A man called Caxton came out of the Weald of Kent as draper’s apprentice to a future lord mayor of London, and then went to Bruges with the twenty merks his master left him in his will. And when, in the dreary autumn rain of the Low Countries, two young refugees from England fetched up on those low shores, in very low water, it was the successful merchant from the Weald of Kent who gave them succour. The refugees were Edward IV and his brother Richard; and when in the turn of the wheel Edward came back to rule England, Caxton came too, and the first books printed in England were printed for Edward IV and written by Edward’s brother-in-law.

He turned the pages and marvelled how dull information is deprived of personality. The sorrows of humanity are no one’s sorrows, as newspaper readers long ago found out. A frisson of horror may go down one’s spine at wholesale destruction but one’s heart stays unmoved. A thousand people drowned in floods in China are news: a solitary child drowned in a pond is tragedy. So Mr. Tanner’s account of the progress of the English race was admirable but unexciting. But here and there where he could not avoid the personal his narrative flowered into a more immediate interest. In extracts from the Pastons’ letters, for instance. The Pastons had a habit of sandwiching scraps of history between orders for salad oil and inquiries as to how Clement was doing at Cambridge.

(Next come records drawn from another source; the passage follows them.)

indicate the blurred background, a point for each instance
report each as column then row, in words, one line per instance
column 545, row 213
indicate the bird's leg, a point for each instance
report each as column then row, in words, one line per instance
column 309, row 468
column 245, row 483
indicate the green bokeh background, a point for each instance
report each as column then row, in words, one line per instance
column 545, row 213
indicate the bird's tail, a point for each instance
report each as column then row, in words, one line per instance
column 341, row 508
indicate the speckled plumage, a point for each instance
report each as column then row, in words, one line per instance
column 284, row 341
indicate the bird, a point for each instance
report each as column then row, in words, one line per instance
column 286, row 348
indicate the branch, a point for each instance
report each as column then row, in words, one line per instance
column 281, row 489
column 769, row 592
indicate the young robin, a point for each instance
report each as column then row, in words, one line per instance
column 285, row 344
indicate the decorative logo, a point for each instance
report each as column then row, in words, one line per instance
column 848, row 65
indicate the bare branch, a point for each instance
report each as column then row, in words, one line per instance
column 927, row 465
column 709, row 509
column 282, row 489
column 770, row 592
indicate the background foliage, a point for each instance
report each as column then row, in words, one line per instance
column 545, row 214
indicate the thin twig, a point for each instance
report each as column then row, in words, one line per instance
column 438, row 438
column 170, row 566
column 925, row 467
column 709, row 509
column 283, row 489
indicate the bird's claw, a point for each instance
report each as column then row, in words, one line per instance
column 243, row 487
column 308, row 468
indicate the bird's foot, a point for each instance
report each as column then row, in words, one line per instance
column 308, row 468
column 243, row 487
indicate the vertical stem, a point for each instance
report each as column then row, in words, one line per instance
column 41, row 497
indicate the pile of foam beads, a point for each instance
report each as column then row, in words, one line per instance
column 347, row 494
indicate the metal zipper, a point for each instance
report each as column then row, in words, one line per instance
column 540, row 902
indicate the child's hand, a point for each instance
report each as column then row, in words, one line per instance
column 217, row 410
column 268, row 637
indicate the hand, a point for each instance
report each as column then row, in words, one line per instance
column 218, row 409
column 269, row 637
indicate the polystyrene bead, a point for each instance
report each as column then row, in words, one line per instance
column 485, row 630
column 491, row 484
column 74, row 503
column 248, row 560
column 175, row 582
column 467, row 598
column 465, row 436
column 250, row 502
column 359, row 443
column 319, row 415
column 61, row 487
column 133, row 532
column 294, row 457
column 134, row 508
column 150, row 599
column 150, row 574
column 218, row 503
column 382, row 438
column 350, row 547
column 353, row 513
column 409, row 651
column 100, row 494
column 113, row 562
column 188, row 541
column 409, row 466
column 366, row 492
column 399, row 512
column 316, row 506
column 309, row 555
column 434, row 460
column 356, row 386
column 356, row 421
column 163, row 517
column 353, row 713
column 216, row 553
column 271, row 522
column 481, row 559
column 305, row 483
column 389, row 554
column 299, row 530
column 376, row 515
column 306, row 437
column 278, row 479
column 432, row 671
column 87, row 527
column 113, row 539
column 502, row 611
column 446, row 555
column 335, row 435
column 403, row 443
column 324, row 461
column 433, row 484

And between two of those domesticities appeared the small item that the two little York boys, George, and Richard, were living in the Pastons’ London lodgings, and that their brother Edward came every day to see them.

Surely, thought Grant, dropping the book for a moment on the counterpane and staring up at the now invisible ceiling, surely never before can anyone have come to the throne of England with so personal an experience of the ordinary man’s life as Edward IV and his brother Richard. And perhaps only Charles II after them. And Charles, even in poverty and flight, had always been a king’s son; a man apart. The two little boys who were living in the Pastons’ lodgings were merely the babies of the York family. Of no particular importance at the best of times, and at the moment when the Paston letter was written without a home and possibly without a future.

Grant readied for The Amazon’s history book to find out what Edward was about in London at that date, and learned that he was collecting an army. ‘London was always Yorkist in temper, and men flocked with enthusiasm to the banner of the youthful Edward,’ said the history book.